Have there been any new discoveries for treating carcinoma?

"As there have been advances in chemotherapy and radiation therapy in last decades, there have been few new discoveries for improving quality of life and survival for metastatic carcinoma patients. As we have no evidence from recent studies of improved survival and quality of life, we can only conclude that there is no new method to treat metastatic carcinoma patients." - Anonymous Online Contributor

Unverified Answer

Has cisplatin proven to be more effective than a placebo?
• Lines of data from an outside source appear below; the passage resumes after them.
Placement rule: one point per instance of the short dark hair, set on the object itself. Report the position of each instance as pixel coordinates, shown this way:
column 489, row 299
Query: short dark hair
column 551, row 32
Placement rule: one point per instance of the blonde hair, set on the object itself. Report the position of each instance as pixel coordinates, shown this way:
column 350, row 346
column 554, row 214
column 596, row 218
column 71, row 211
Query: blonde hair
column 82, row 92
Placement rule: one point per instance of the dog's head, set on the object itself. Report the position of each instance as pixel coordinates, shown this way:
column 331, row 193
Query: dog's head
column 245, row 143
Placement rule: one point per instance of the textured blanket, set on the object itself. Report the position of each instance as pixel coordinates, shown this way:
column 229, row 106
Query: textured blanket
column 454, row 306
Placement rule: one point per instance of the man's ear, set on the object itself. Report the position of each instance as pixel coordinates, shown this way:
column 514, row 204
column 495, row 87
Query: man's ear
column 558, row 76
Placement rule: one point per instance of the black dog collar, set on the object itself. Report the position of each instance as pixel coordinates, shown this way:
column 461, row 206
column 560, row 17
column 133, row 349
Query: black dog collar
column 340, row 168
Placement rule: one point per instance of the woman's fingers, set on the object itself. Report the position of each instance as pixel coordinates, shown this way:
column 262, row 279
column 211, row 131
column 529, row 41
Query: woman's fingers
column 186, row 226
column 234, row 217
"This meta-analysis suggests that cisplatin is significantly more effective than a placebo with respect to tumour response rate and CRP clearance in patients diagnosed with advanced non-small-cell lung carcinoma or head and neck cancer who receive no prior chemotherapy." - Anonymous Online Contributor

Unverified Answer

What is the survival rate for carcinoma?

"The survival rate of patients with carcinoma is very low in the Korean population. The prognosis of cancer is significantly more poor than that of inpatient patients." - Anonymous Online Contributor

Unverified Answer

What are the latest developments in cisplatin for therapeutic use?

"DDP continues to be a powerful treatment, with the potential to improve patient outcomes and help lower the burden of ovarian cancer. A careful balance of tumour response rate with patient risk factors must be considered. Further investigation is warranted into molecular effects and the potential to improve clinical trials evaluating DDP." - Anonymous Online Contributor

Unverified Answer

Is cisplatin safe for people?

"The use of the current high dose (80 mg/m2) of cisplatin is safe. The use of cisplatin infusion might not be necessary in children>16 years." - Anonymous Online Contributor

Unverified Answer

What are the common side effects of cisplatin?

"Cisplatin is an effective anti-cancer drug, but it may present an increased risk of serious adverse events that sometimes require hospitalization or medical treatment. The most common adverse reactions were hemorrhagic cystitis and nephrotoxicity." - Anonymous Online Contributor

Unverified Answer
Please Note: These questions and answers are submitted by anonymous patients, and have not been verified by our internal team.